I can’t imagine those who have been carrying this weight for others for twenty years. The panic, excitement, and joy of each release, wondering what bugs will be found and what features might be a game changer. Whew, thank you over and over again. At the same time, I am as appreciative of those who choose WordPress and who play an equal part in the present it has. The tinkerers, the builders, the bloggers, the big names, the new names, the “mom & pop” or “mom and mom” or “pop and pop” shops. It’s all a choice and not one to take for granted.

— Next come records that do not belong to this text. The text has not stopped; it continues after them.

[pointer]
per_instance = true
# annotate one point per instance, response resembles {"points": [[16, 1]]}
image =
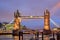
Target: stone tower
{"points": [[17, 20], [47, 22]]}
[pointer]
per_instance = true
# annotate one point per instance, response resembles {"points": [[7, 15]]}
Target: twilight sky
{"points": [[30, 7]]}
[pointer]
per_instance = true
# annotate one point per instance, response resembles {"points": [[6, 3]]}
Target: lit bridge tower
{"points": [[47, 22], [17, 34]]}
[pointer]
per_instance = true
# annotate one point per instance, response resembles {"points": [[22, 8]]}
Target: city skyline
{"points": [[30, 7]]}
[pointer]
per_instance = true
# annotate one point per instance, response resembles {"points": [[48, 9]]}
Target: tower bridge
{"points": [[17, 25], [18, 18], [31, 17]]}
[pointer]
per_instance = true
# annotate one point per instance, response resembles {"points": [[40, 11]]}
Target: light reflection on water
{"points": [[10, 37]]}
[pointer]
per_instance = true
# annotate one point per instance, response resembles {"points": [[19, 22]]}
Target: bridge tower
{"points": [[47, 22], [17, 20]]}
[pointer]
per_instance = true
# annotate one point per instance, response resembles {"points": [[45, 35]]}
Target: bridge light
{"points": [[31, 16]]}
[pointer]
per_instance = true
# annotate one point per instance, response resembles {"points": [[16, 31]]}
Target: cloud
{"points": [[55, 8]]}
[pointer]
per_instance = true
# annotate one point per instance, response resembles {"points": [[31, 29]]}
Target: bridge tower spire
{"points": [[46, 22]]}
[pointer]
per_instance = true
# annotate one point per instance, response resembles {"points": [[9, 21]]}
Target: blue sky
{"points": [[30, 7]]}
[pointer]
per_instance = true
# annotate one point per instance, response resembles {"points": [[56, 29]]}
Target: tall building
{"points": [[46, 22]]}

In the age of AI, I want WordPress to last and to be a pathway for folks to participate in this new information “economy” of sorts, especially when we have a ways to go and there’s a weight to what’s been created by a certain subset of those with internet access. I want to be much older than I am now reflecting on many more years of WordPress and whatever WordPress evolves into. I want open source to play a deep role in what’s to come and to level the playing field against companies collecting mountains of data. I want the messiness and chaos that comes with humans from all over the world colliding over ideas. I want to be a part of the years to come. I want to get to “better problems”, solving the pain points I hear about everyday from folks (if you’re doing well, all we have are better and better problems). I want folks to continue choosing WordPress and for WordPress to feel good, twenty or thirty years on.
Happy twenty years, WordPress. I can’t wait to celebrate a decade on from now.